In the following picture, we see that the sales of ice cream and the cases of sunburn are strongly correlated, but one does not cause the other. Instead, the cause for both is the weather.
In the following picture, we see that the sales of ice cream and the cases of sunburn are strongly correlated, but one does not cause the other. Instead, the cause for both is the weather.
Causation and A/B testing
When developing a new product or feature, we hope it will improve certain business metrics such as adoption, retention, and churn, etc. However, how do we make such a causal claim: a change in metrics is caused by changes introduced by the new feature or product? In theory, to test if A caused B, we need to satisfy the following three conditions:
- Relationship. First of all, we need to observe a relationship between them such as strong correlation. Although correlation does not necessarily imply causation, we do need some kind of relationship to make a causal claim.

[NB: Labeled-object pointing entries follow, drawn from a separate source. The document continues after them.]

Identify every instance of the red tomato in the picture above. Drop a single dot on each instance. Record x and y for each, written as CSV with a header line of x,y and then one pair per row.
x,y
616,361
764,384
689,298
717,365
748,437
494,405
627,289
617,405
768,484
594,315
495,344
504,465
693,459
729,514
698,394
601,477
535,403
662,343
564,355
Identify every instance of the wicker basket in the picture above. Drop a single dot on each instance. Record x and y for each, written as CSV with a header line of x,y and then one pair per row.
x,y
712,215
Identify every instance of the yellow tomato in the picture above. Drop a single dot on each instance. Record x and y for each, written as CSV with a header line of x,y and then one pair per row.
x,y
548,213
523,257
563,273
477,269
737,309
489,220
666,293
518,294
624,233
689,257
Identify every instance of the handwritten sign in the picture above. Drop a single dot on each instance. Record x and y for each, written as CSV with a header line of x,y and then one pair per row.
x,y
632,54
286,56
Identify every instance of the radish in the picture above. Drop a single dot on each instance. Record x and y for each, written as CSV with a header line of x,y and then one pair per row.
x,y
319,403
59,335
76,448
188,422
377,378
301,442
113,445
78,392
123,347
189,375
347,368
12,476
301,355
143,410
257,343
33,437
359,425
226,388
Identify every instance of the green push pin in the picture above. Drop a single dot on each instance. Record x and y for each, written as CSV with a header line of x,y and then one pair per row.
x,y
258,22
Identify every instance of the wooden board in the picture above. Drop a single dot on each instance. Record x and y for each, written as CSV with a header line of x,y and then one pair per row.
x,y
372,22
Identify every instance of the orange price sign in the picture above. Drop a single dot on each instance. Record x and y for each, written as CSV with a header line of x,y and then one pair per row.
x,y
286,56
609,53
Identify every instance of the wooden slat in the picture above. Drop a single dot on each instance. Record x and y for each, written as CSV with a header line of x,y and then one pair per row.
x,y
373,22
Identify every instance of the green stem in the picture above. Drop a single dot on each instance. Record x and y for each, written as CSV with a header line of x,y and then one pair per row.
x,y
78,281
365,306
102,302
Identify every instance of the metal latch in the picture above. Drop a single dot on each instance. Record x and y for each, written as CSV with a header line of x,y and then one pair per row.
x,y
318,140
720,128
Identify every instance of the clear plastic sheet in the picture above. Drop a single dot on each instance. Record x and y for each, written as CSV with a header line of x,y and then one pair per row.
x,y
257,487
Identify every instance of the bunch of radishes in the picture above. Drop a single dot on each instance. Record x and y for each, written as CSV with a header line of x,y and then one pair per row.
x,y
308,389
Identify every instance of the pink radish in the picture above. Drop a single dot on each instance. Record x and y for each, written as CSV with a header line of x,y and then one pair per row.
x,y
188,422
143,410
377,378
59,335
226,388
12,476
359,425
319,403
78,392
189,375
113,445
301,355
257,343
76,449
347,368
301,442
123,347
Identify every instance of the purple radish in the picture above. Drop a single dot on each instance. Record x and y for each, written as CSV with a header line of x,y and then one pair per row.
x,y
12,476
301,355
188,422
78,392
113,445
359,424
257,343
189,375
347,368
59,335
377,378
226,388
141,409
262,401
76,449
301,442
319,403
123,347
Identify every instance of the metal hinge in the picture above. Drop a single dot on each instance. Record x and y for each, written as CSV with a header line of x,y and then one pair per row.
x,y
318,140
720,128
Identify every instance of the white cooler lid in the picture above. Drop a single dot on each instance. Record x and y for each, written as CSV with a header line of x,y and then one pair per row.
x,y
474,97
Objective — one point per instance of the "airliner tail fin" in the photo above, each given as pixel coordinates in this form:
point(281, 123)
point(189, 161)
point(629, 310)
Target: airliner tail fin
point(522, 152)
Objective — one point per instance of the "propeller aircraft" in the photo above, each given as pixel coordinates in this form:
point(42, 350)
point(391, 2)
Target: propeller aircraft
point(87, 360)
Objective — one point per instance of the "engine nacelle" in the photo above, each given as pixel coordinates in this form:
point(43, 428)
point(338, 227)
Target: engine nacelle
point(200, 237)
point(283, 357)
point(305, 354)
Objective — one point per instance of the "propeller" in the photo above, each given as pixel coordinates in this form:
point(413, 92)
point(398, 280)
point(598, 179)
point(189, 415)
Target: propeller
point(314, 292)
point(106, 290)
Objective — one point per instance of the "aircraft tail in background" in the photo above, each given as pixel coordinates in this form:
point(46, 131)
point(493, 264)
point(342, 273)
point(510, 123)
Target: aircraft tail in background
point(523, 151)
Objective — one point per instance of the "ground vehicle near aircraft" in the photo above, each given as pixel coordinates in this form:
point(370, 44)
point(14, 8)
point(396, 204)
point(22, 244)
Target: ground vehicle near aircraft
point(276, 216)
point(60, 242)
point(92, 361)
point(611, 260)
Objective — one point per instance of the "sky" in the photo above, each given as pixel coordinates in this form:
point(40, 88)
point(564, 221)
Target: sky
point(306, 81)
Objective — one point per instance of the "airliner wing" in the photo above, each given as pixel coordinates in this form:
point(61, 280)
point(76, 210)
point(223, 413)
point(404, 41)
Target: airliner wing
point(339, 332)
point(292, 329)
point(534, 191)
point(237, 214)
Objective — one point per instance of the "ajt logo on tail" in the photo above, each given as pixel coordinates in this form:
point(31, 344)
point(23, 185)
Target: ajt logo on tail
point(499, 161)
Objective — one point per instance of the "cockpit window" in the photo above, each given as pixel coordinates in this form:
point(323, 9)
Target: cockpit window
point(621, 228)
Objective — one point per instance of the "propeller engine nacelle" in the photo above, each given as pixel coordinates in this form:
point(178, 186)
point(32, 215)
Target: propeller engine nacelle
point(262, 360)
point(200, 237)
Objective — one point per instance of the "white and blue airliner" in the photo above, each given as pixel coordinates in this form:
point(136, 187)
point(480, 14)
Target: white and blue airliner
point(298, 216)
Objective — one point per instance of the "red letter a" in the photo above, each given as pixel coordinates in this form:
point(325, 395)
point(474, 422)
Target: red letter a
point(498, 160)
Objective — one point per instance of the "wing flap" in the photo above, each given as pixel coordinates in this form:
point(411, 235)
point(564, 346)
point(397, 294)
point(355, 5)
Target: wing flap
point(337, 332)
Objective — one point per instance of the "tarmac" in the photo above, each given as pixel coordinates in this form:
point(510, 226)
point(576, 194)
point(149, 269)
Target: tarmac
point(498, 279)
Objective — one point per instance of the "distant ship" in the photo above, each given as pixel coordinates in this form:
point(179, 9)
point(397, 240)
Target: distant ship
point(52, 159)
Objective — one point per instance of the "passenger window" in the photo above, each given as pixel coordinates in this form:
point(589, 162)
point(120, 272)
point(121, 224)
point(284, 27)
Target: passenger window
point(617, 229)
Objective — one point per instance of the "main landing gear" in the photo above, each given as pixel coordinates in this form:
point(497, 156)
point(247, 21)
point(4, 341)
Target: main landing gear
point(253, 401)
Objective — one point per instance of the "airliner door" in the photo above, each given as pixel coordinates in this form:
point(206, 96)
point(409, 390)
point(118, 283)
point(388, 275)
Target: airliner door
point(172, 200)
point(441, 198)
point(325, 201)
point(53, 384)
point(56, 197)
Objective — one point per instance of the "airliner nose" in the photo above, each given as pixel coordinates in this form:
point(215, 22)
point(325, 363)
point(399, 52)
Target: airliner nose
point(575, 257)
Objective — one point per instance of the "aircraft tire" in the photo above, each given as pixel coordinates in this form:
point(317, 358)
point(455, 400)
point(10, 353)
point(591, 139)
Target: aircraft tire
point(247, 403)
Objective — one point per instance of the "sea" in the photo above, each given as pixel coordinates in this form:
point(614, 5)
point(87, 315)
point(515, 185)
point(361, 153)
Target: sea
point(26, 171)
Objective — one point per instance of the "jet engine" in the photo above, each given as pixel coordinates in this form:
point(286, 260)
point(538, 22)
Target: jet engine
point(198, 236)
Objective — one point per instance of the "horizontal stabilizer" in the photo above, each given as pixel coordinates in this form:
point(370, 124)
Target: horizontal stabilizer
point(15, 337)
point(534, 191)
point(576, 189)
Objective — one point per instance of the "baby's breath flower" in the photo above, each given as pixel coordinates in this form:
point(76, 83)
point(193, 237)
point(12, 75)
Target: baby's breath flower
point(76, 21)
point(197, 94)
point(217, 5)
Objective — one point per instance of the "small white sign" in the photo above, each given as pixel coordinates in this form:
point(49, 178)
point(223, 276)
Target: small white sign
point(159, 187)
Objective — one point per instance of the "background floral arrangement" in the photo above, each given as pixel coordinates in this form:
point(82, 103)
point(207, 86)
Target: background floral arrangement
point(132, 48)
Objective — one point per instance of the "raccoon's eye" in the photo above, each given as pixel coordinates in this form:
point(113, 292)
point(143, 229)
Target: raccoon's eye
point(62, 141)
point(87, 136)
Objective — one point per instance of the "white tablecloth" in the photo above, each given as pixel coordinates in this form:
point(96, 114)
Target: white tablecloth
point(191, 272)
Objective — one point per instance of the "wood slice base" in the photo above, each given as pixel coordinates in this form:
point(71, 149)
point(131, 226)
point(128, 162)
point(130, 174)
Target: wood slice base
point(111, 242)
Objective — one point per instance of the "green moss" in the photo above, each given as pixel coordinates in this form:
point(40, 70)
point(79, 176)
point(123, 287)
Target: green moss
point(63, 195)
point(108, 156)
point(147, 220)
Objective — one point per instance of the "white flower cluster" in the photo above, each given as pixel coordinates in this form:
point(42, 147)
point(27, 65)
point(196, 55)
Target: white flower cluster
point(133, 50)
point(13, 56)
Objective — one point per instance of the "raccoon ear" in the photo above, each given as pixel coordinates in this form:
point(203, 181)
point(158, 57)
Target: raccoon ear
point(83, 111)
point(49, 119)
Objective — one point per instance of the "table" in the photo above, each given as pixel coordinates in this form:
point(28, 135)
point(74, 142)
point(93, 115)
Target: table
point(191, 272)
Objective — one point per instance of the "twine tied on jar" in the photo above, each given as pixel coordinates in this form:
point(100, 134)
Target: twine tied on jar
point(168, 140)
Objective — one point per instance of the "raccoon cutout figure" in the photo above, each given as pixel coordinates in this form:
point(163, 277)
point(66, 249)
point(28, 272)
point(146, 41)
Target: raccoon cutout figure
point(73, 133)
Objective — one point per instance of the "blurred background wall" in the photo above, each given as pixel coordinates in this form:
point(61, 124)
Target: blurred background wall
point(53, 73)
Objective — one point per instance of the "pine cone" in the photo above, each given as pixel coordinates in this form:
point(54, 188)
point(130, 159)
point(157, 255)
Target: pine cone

- Time order. The order of time should be right, i.e., to test if A caused B, we have to make sure A happened before B.
- Ruling out other explanations. More importantly, we need to make sure there is no other explanation for the relationship we observed between A and B.
The first and second conditions are easy to satisfy. However, how do we rule out all other explanations? The answer is A/B testing. In an A/B testing or randomized controlled experiments, randomization plays a key role in randomly assigning visitors into control and treatment groups to rule out any single possible alternative explanation.
To make scientific causal claims, let’s do A/B testing on your new features.